Lawyers Briefing Notes

Mon, 21 Feb 2011

Success Fees – An Infringement of Human Rights?

On 18 January 2011 the European Court of Human Rights (ECHR) in handing down its judgment in MGN Limited v The United Kingdom (Application No. 39401/04) placed a large question mark over the future of success fees.

In this high profile case, supermodel Naomi Campbell claimed damages for breach of confidence from the owners of the Mirror newspaper, after details of her treatment for drug addiction were published nationwide.

Concerning the competing interests of the claimant’s right to privacy and the newspapers right to Freedom of Expression under Article 10 of the European Convention on Human Rights, the case reached the House of Lords and after the claimant submitted a costs bill totalling £1,086,295.47 including a success fees of 95% and 100%, MGN appealed to the ECHR that it should not be liable to pay success fees because such a liability was so disproportionate as to infringe the right to freedom of expression.

Success fees were introduced to enable successful lawyers to use those additional fees to fund other cases thereby maintaining access to justice without relying on public funds. The ECHR was called upon to consider whether requiring a party to pay a success fee was a necessary and proportionate response in a democratic society to achieve that aim and secondly whether a fair balance had been struck between the freedom of expression and the individual’s right to access the courts under Article 6. Acknowledging the wide margin of appreciation available to Parliament on implementing economic policies and the balance to be struck with the rights of the individual, the ECHR repeated that if ‘such general measures produce an individual and excessive burden, the requisite balance would not be found’.

Unanimously, the ECHR held that there had been a violation of Article 10 of the Convention as regards the success fee payable by MGN. It was perhaps an easy decision for the ECHR considering the 95% and 100% uplift sought by the claimant’s lawyers and the wealth of criticisms or ‘flaws’ as they are described in Lord Justice Jackson’s Review of Civil Litigation Costs.
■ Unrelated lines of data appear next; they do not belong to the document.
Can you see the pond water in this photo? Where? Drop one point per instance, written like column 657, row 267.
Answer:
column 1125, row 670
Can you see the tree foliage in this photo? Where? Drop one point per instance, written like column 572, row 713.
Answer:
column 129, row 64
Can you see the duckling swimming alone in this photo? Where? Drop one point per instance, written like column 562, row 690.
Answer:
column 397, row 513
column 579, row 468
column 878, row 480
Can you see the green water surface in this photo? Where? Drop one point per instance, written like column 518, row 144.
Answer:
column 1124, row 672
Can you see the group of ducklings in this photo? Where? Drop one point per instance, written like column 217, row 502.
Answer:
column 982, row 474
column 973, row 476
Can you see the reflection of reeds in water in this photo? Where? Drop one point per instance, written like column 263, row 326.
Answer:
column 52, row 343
The ECHR referred extensively to the review and the Ministry of Justices acknowledgment that ‘as a result of recoverable success fees, the costs burden in civil litigation was excessive and, in particular, that the balance had swung too far in favour of claimant’s and against the interests of defendants’.

Whilst the case concerned a publication claim in which the ECHR was mindful that the claimant was not in a class of people excluded from access to justice because of her financial means, the question, is whether the decision of the ECHR will have wider implications in other types of case in particular on the application of Article 6 and the right to a fair hearing?

When we consider the ‘blackmail’ or ‘ransom’ effect as highlighted by Lord Justice Jackson whereby the costs burden on opposing parties was so excessive that often a party was driven to settle early despite good prospect of success, it is difficult to envisage the judiciary confining MGN to its facts.

Would it exclude people from access to justice? The claimant lawyers looking to recover a success fee will argue that the effect would be to remove the incentive to take a case on. However, like any claim in whatever area of law, if the claim has merit then this scenario should not arise. Moreover, it will act as an effective measure to prevent claimant lawyers conducting claims that have little or no merit, which, was one of the underlying concerns behind the need for reform.

A challenge to the successes fee falling outside of MGN is eagerly awaited by all.